CohortManifest R6 Class
CohortManifest R6 Class
Details
An R6 class that manages a collection of CohortDef objects and maintains
metadata in a SQLite database.
The CohortManifest class manages multiple cohort definitions and stores their
metadata in a SQLite database located at inputs/cohorts/cohortManifest.sqlite.
Each CohortDef is assigned a sequential ID based on its position in the manifest.
Returns a tabular view of the manifest from the database, suitable for
viewing, filtering, and reporting. Columns include: id, label, tags, filePath, hash, timestamp.
Requires that executionSettings has been set and includes:
A database connection (via getConnection())
workDatabaseSchema for the target schema
cohortTable with the desired table name
tempEmulationSchema if needed for the database platform
Requires that executionSettings has been set and includes:
A database connection (via getConnection())
workDatabaseSchema for the target schema
cohortTable with the desired table name
The cohort is assigned a new ID equal to max(existing_id) + 1. Parent cohorts
(specified in dependsOnCohortIds) must already exist in this manifest.

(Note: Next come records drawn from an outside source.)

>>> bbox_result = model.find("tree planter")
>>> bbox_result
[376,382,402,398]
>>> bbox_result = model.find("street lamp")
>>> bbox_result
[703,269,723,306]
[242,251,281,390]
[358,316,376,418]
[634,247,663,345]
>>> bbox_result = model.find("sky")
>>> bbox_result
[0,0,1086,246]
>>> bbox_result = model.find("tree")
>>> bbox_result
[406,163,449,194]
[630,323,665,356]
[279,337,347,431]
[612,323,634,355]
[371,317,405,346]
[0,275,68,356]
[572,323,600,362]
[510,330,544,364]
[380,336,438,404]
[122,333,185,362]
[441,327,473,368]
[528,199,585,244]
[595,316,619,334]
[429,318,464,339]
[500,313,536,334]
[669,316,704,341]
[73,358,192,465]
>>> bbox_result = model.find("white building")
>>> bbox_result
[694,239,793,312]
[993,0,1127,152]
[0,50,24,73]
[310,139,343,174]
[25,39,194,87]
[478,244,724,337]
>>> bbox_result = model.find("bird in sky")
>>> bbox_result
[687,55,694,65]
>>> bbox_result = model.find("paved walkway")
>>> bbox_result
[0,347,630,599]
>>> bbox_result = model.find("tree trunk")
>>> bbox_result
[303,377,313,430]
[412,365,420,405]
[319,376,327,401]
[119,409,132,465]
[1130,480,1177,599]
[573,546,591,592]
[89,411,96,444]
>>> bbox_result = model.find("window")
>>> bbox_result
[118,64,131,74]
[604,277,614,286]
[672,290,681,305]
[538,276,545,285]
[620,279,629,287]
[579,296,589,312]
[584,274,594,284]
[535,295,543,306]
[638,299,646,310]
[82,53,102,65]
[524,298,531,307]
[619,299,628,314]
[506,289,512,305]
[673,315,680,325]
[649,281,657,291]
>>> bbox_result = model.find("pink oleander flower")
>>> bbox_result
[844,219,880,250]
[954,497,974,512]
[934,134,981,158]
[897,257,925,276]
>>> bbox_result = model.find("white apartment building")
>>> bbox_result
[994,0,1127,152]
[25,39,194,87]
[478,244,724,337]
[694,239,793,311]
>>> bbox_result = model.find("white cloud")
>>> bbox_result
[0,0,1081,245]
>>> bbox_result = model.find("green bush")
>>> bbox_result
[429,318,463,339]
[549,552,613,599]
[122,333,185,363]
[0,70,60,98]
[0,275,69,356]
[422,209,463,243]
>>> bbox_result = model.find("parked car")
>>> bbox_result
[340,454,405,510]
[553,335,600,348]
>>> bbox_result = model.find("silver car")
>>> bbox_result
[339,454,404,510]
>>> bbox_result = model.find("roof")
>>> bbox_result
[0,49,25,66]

The cohort is immediately persisted to the SQLite manifest database.
Execution flow:
Build dependency graph from all CohortDef objects
Validate no circular dependencies (error if found)
Topologically sort cohorts by dependencies (parents before children)
For each cohort in topological order:
Render and execute SQL (circe uses SqlRender parameters, dependent uses metadata JSON)
Record checksums and dependency hashes in database
Report results with cohort_type, depends_on, dependency_status columns
Requires that executionSettings has been set and includes:
A database connection (via getConnection())
cdmDatabaseSchema (where the OMOP CDM data resides)
workDatabaseSchema (where cohort results are written)
cohortTable (destination table name)
tempEmulationSchema if needed for the database platform
Methods
Method new()
Initialize a new CohortManifest
Usage
CohortManifest$new(
cohortEntries,
executionSettings = NULL,
dbPath = "inputs/cohorts/cohortManifest.sqlite"
)
Arguments
cohortEntries
List. A list of CohortDef objects.
executionSettings
Object. Execution settings for DBMS cohort generation (optional).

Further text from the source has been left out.